Why public health isn’t alerting New Brunswickers about all potential COVID-19 exposures

As COVID-19 cases in New Brunswick rise, the province is only alerting residents to possible exposures in businesses if they can’t trace all contacts.

Chief Medical Officer of Health Dr. Jennifer Russell said she’s been fielding “many questions” about how public health alerts people about possible exposure to the coronavirus. She said in some cases, where an employee or a patron tests positive, the province would complete contact tracing without alerting the public at large.

“If we are confident that we haven’t missed people, then we won’t be issuing a public exposure notice,” she said at a briefing Friday.

But in cases where people were exposed in a wider area like an airplane or a large shopping mall, she said the province will post a potential exposure notice on its website, and ask people who have been at that establishment during a specific time frame to monitor themselves for COVID-19 symptoms.

“We target our notification based on the likely opportunity of exposure,” Russell said.

Tighter restrictions

Saint John is seeing a surge in new cases of COVID-19, including 5 new cases on Sunday and 16 on Saturday. The city and Moncton have rolled back to the orange phase of recovery with tighter restrictions.

Saint John has transitioned to the orange phase, meaning people must keep close contacts to their own household, but businesses can stay open. The province identified businesses in the city where the public may have been exposed to the coronavirus.

But there are at least six more businesses that have posted about cases or possible exposures in their establishments, and closed on their own accord without a directive from officials:

  • Water Street Dinner Theatre.
  • Dooly’s Parkway Mall.
  • Woodchuck’s Axe Throwing.
  • The Boys and Girls Club of Saint John.
  • Vito’s.
  • Fish and Brews Pub.

Russell said while organizations and businesses will sometimes post about potential exposures, “the alerts that you need to be aware of are the ones that public health issues.”

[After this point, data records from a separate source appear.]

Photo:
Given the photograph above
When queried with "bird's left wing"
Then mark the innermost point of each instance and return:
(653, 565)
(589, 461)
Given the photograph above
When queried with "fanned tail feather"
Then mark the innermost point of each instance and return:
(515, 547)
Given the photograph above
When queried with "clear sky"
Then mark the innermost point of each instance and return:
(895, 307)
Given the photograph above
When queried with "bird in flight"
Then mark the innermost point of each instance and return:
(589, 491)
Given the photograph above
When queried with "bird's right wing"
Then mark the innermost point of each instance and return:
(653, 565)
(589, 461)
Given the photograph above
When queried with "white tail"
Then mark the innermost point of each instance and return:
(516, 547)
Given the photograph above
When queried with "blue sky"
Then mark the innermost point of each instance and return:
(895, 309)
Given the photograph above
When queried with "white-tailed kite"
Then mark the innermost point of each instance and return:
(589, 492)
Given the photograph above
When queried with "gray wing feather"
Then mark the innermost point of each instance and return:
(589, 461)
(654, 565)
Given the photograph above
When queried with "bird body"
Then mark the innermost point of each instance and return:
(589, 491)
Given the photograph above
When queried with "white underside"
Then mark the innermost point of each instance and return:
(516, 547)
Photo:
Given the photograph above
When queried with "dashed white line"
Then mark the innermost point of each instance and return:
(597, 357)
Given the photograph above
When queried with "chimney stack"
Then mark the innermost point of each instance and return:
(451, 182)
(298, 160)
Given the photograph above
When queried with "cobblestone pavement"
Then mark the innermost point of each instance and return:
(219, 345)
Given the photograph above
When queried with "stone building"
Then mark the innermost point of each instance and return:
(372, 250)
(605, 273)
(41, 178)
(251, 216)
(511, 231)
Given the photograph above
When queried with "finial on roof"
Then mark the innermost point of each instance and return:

Wayne Macfarlane, the owner of Cora’s Breakfast and Lunch in Brunswick Square, said while the restaurant didn’t post about exposure online, it was important for him to close the restaurant even though public health did not require it.

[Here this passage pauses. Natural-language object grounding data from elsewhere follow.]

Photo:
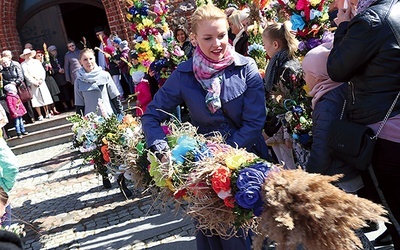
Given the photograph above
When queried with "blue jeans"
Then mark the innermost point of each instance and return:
(19, 125)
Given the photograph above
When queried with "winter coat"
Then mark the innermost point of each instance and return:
(15, 105)
(327, 109)
(369, 58)
(142, 89)
(8, 166)
(12, 74)
(57, 64)
(242, 96)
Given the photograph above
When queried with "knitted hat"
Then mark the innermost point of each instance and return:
(137, 76)
(28, 52)
(98, 29)
(117, 40)
(51, 48)
(10, 88)
(123, 44)
(109, 49)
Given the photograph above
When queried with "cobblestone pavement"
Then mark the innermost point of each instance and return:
(64, 206)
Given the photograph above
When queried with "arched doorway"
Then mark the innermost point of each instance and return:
(40, 22)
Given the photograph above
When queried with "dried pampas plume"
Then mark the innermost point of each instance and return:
(306, 208)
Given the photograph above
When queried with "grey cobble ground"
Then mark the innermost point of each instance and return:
(63, 205)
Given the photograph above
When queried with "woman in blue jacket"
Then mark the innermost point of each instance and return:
(223, 92)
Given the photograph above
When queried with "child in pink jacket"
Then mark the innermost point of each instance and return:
(17, 109)
(142, 91)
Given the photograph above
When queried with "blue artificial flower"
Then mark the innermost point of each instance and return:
(249, 182)
(297, 22)
(248, 197)
(249, 175)
(184, 145)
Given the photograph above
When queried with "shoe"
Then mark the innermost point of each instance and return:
(122, 186)
(106, 182)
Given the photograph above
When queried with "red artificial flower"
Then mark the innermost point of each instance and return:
(229, 201)
(104, 151)
(180, 193)
(221, 180)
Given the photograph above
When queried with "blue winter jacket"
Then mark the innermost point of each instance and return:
(8, 167)
(327, 109)
(242, 96)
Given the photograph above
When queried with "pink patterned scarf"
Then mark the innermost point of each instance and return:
(209, 73)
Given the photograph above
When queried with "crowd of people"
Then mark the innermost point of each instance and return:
(223, 91)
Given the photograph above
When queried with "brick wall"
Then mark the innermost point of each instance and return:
(9, 38)
(180, 12)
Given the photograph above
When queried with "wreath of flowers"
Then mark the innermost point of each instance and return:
(227, 189)
(310, 21)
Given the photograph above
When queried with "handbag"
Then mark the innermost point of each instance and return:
(354, 143)
(24, 92)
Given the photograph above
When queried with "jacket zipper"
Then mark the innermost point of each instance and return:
(353, 96)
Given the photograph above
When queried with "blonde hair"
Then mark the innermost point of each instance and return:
(281, 32)
(85, 50)
(207, 12)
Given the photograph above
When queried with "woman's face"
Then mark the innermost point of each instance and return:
(180, 36)
(212, 38)
(270, 46)
(88, 61)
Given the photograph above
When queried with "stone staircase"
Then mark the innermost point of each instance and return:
(42, 134)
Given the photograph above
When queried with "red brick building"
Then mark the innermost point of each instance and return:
(54, 22)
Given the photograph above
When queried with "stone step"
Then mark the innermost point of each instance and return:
(42, 143)
(37, 135)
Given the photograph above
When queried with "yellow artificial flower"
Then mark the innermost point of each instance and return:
(147, 22)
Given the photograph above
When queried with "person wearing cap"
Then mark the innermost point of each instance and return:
(12, 73)
(35, 76)
(102, 60)
(238, 22)
(142, 91)
(16, 108)
(123, 65)
(66, 89)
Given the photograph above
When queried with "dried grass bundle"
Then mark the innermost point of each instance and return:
(210, 212)
(306, 208)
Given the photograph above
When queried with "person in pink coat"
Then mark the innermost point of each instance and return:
(17, 109)
(142, 91)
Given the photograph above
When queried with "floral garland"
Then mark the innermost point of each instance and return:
(227, 189)
(310, 20)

“It would be better to be safe,” he said.

He said a server at his restaurant tested positive and worked there Monday and Tuesday of last week. He said that employee was in contact with others who have been contacted by public health, but he felt it would be safer to close and wait for all his employees’ tests — and his own — to come back before reopening.

“You’ve got a lot of people that get stressed out about it,” he said. “We’re trying to do out best to make sure things don’t get out of hand.”

He said he provided public health with a list of restaurant visitors around the relevant time frame.

Other businesses closing without potential exposures

Some Saint John businesses have closed, even though they were not the site of a potential exposure, nor were they ordered to close by the province.

The Imperial Theatre has postponed all its shows for the next two weeks. Executive director Angela Campbell said the theatre wanted to close to be safe after hosting a telethon on Saturday.

“We just decided that it was easier at this point to reschedule the performance rather than try to reseat people or do multiple performances over so many days, especially in a time when everyone is being encouraged to reduce their contacts,” she said.

Campbell said the telethon was not open to the public and the theatre had 20 people coming through every hour.